There’s a part of me that begrudges that I can’t high-five the robot as I’m exiting the drop ship. Like the dozens that have come before it, this mission is easy to wrap my head around. Rival faction of highly skilled pilots and fighters are going to be dropping in to the engagement zone, along with my faction and teammates. We’re to defeat as many as we can, with titan support coming mid-mission, and try to not get ourselves too thoroughly killed. Simple enough. Our boots thud on the metal as we dive out of the ship, and the open sky surrounds us as we all plumet toward first contact.
Given enough time and opportunity, players will optimize the fun out of games.
Since the end goal of learning is to improve most behaviors to basic, repeatable patterns of routine, games will inevitably lead players to taking something enjoyable, stripping away the process and discovery parts that are the most unique and fulfilling, and repeat the components that provide the most reward for the least risk. Or drill an experience so thoroughly that whatever fun it once held is lost, simply because it’s the most efficient use of time. For MMOs, this means grinding the most profitable missions repeatedly. For shooters, it often means optimizing a short list of the the highest-tier weapons. For RPGs, often a single enemy encounter repeated exhaustively is the key to finding an ultimate weapon, a special magic, or getting a shiny Pokemon.
For me personally, this interacts with my play experience a single way: I return to loops. Despite the proliferation of indie bundles, developer packs, subscription services, monthly free games, digital sales, and hype cycles giving me a giant collection of games I’ve never started or played, I find myself booting the same few games. Somehow, I return to the five or so play experiences I can pick up, loop a few times, and then put down.
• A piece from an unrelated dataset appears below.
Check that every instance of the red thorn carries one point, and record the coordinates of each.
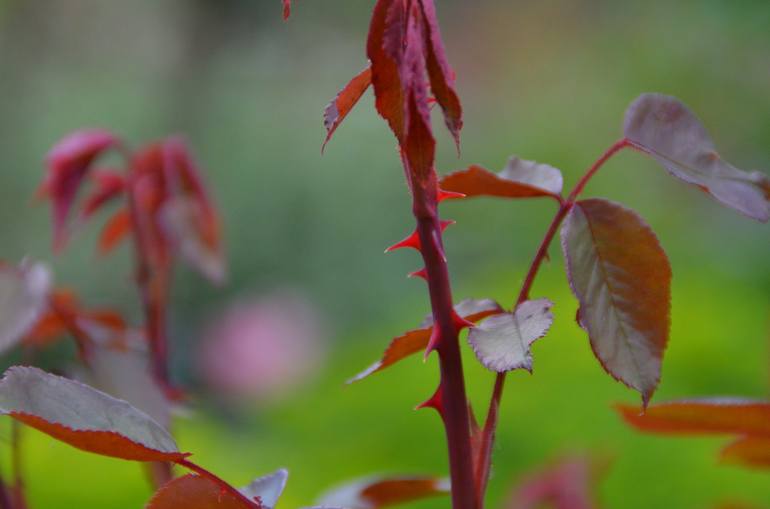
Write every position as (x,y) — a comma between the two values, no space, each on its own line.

My skates glide smoothly across the edges of the building. Bullets ricochet violently from the bricks, and the pale yellow trails I leave as I drive across the walls paint frenetic poetry across the buildings. I’m alone on point, again, but my team should hopefully be here soon. My voice carries the joyful energy of a man unburdened by misery, but I’m counting the seconds until I have team support. Even though death is a temporary nuisance more than the hard stop of a last breath, I find myself increasingly aggravated as I die, live, move, and die again. For such a team-based experience, it’s terribly aggravating to work so hard on capturing the point when my teammates are doing anything but.
I drift across the open air, turning around before bouncing in a new direction. Although I’m doing my best to avoid bouncing in a pattern, my pathways all lead to the same few bits of cover, breaking my opponents’ firing lines so I spend more time behind cover than exposed. No cover is perfect, or even always that good, but even a second of delay is another second my team has to catch up. When I hear the basso whump of a hammer strike, I finally let myself exhale. I think I may yet have a chance to capture the point…
I’m not sure if it’s a function of my mental health or just the ways I’ve changed over the years, but I find it difficult to look at the gauntlet of new mechanics and story beats to learn when starting a new game, or reteaching myself the important details of a game I’d stopped mid-way through. All of the energy it would take to start other games, at a glance, feels exhausting. So instead I turn to loops. Titanfall 2, Overwatch, and Soul Calibur VI are endlessly repeatable, require little effort from me to go from menu immediately into play until I’ve exhausted my desire to keep going, so they become my mainstays.
If it is a function of mental health that keeps me returning to my gaming ouroboros, I can’t help but feel like I’m doing myself a disservice. Although I have several games I can play and explore, the cycles are simple, they’re easy, and they’re repetitive. It’s so easy to fall back into the same pattern. Familiar gameplay loop, familiar movement interactions, familiar knowledge base, and tragically, familiar moods. It means that it requires no invested energy to sit down and play, but if that little energy is all I have to invest on that day, then it’s wasted on something that, at best, will do little more than maintain whatever mood I have when I start.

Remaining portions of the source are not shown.